Hungary stripped away the tradition and the shame. They looked at the rulebook, realized there was no rule against changing the rules, and acted accordingly.
This is why the resignation or term-ending amendment of a president is a feature, not a bug. It demonstrates absolute party discipline. A president who signs an amendment ending their own tenure is signaling to the electorate that the party machinery is unified and operates without friction. In a consensus democracy, this looks like coercion. In a majoritarian system pushed to its absolute logical extreme, it looks like efficiency.
The Flawed Fixes
Stop waiting for the European Union to ride to the rescue. The EU was designed as a trade bloc, not a democracy watchdog. Article 7 proceedings—the supposed "nuclear option" to suspend a member state's voting rights—require unanimity from all other member states. The architects of the EU never fathomed a scenario where two or more member states might simultaneously decide to backslide and protect each other.

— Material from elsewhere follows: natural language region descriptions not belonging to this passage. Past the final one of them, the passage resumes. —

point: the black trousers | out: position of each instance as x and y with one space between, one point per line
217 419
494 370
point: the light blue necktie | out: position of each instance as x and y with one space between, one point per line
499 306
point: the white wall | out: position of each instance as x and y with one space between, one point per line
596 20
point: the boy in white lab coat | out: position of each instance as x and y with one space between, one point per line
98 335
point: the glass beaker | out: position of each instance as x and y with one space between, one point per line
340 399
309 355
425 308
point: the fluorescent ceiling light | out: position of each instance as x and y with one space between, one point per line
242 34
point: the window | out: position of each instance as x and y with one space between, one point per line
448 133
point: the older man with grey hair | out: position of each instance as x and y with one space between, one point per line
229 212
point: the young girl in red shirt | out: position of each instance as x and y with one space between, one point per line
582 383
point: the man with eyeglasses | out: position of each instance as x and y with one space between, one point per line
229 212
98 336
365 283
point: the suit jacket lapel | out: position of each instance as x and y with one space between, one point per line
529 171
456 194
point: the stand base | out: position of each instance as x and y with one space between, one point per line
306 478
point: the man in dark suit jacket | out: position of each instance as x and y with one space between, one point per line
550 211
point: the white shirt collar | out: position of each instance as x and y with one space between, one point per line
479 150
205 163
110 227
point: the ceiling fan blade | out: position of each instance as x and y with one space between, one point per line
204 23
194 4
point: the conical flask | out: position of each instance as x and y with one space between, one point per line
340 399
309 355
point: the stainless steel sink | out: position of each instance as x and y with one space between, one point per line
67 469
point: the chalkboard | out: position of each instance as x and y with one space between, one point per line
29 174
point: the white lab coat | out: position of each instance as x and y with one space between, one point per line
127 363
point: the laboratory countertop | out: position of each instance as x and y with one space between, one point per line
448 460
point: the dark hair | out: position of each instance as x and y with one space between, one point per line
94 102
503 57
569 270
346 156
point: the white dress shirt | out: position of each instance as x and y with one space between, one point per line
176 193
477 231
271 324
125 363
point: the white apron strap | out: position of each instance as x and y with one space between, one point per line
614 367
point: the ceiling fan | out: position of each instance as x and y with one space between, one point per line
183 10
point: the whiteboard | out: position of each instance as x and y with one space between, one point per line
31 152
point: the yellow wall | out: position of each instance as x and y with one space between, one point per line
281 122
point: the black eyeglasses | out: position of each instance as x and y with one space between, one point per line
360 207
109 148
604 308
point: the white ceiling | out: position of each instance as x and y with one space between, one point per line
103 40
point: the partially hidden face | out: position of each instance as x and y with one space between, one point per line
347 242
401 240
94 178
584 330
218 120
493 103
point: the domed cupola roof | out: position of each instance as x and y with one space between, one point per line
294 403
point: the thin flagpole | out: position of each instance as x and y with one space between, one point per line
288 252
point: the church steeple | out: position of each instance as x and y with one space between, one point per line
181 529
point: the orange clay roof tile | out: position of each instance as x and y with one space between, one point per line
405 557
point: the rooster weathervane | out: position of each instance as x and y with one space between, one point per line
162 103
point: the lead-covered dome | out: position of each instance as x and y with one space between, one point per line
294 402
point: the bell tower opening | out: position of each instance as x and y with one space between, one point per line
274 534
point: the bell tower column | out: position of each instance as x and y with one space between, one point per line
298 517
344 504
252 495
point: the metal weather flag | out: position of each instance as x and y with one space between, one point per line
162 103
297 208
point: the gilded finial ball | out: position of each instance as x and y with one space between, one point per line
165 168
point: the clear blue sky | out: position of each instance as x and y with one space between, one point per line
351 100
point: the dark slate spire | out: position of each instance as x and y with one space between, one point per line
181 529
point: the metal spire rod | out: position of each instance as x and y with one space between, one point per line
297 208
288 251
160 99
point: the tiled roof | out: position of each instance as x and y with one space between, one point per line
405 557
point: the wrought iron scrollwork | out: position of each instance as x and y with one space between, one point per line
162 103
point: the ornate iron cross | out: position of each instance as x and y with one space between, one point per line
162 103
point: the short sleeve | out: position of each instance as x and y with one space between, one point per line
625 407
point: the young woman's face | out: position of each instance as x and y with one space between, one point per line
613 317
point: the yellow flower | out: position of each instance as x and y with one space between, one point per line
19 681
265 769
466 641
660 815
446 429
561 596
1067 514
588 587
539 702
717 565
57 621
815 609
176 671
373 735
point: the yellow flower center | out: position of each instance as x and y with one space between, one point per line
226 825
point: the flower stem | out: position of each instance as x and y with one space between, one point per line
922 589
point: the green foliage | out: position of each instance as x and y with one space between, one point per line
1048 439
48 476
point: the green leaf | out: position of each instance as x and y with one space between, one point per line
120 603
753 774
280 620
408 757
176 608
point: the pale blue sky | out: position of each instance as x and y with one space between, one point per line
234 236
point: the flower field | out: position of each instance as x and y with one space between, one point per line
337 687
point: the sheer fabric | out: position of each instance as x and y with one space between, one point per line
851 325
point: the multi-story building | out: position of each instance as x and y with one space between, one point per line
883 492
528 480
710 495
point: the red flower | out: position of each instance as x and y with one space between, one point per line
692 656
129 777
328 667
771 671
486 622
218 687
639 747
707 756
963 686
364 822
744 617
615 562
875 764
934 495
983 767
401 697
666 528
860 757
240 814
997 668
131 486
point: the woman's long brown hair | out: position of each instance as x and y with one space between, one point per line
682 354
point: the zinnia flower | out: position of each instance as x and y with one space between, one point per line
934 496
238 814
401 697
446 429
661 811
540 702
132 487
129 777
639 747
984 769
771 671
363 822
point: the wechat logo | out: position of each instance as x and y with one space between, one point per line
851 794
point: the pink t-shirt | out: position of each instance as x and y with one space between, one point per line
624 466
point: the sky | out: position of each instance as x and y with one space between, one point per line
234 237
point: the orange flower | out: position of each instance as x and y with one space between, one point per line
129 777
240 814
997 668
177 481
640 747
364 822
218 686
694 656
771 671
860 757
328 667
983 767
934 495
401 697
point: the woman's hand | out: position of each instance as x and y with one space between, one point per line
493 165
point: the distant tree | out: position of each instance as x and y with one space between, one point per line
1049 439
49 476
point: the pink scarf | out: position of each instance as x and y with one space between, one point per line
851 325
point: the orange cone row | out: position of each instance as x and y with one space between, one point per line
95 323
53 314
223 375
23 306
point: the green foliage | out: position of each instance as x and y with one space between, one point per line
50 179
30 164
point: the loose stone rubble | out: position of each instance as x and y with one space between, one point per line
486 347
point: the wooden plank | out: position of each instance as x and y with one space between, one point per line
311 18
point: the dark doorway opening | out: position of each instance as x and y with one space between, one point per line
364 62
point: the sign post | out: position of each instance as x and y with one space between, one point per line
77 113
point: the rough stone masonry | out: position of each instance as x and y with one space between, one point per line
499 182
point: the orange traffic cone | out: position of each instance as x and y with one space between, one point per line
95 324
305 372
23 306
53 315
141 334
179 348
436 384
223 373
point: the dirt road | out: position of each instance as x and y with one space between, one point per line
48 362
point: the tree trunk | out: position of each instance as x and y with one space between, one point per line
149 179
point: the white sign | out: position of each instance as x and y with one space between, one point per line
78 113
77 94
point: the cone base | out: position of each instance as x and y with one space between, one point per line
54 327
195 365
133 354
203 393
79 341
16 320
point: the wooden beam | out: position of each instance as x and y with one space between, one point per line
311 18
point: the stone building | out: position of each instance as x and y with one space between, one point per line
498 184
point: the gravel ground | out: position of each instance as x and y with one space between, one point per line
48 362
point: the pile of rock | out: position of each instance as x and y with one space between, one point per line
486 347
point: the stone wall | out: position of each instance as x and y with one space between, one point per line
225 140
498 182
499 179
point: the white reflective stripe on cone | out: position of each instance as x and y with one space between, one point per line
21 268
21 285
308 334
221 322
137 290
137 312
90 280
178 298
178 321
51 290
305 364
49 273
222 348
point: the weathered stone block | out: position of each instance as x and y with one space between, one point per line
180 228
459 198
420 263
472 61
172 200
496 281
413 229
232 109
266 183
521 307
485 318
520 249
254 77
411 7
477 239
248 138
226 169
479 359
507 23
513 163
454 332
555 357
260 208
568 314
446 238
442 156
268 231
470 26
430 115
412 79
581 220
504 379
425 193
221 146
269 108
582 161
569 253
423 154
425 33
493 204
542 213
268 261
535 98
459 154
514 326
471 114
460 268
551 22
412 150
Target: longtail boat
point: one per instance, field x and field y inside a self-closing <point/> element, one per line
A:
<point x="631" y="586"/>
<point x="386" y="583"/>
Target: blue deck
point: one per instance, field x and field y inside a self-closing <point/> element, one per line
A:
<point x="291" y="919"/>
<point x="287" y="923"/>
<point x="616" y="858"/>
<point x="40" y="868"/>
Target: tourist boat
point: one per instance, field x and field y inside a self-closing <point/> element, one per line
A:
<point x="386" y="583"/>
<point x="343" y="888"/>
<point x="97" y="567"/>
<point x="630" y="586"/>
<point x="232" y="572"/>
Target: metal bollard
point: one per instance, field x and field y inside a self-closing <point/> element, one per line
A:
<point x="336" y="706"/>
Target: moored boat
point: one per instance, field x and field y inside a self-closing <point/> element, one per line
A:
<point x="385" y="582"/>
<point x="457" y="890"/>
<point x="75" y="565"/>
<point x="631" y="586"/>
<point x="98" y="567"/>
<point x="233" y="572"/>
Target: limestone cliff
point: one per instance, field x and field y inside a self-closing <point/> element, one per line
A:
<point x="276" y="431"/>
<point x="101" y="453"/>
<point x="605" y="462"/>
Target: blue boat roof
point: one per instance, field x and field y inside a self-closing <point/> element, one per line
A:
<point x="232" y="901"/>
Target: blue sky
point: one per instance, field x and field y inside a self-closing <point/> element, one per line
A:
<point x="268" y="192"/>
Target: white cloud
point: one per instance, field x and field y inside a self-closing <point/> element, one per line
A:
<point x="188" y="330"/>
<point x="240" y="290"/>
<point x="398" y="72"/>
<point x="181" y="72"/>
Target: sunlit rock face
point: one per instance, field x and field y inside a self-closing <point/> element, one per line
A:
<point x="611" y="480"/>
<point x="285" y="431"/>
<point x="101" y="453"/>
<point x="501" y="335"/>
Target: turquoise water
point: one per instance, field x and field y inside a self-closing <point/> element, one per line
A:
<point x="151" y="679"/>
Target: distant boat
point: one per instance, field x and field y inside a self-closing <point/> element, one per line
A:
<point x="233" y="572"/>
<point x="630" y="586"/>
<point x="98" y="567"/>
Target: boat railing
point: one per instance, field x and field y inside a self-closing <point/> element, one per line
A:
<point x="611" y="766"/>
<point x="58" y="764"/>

Sanctioning funding works temporarily. Withholding pandemic recovery funds or cohesion funds forces minor concessions. The ruling party might create a new "anti-corruption" authority to placate Brussels, secure the funds, and then systematically defang the new authority through entirely legal parliamentary procedures.
I have seen exactly how this plays out. The international community demands a reform. The targeted government passes a law that technically meets the demand on paper. The international community declares victory and moves on. The targeted government then uses secondary legislation or regulatory capture to neutralize the reform.
You cannot beat hyper-legalism with strongly worded letters.
The Reality of the Supermajority
To defeat a system like this, you have to understand the math. The outrage over the president's term ending is a distraction.
The real issue is the structural advantage of the electoral law, which disproportionately rewards the largest party. The opposition is fractured, historically incompetent, and obsessed with fighting culture wars instead of building localized political machines. Until an opposition coalition can mathematically threaten the supermajority in the parliament, every constitutional amendment, every forced resignation, and every structural change is just routine administrative maintenance.
Stop focusing on the individual who holds the ceremonial pen. Focus on the people who manufacture the ink.
Your constitution is not a magical shield. It is just a piece of paper waiting for someone with enough votes to rewrite it.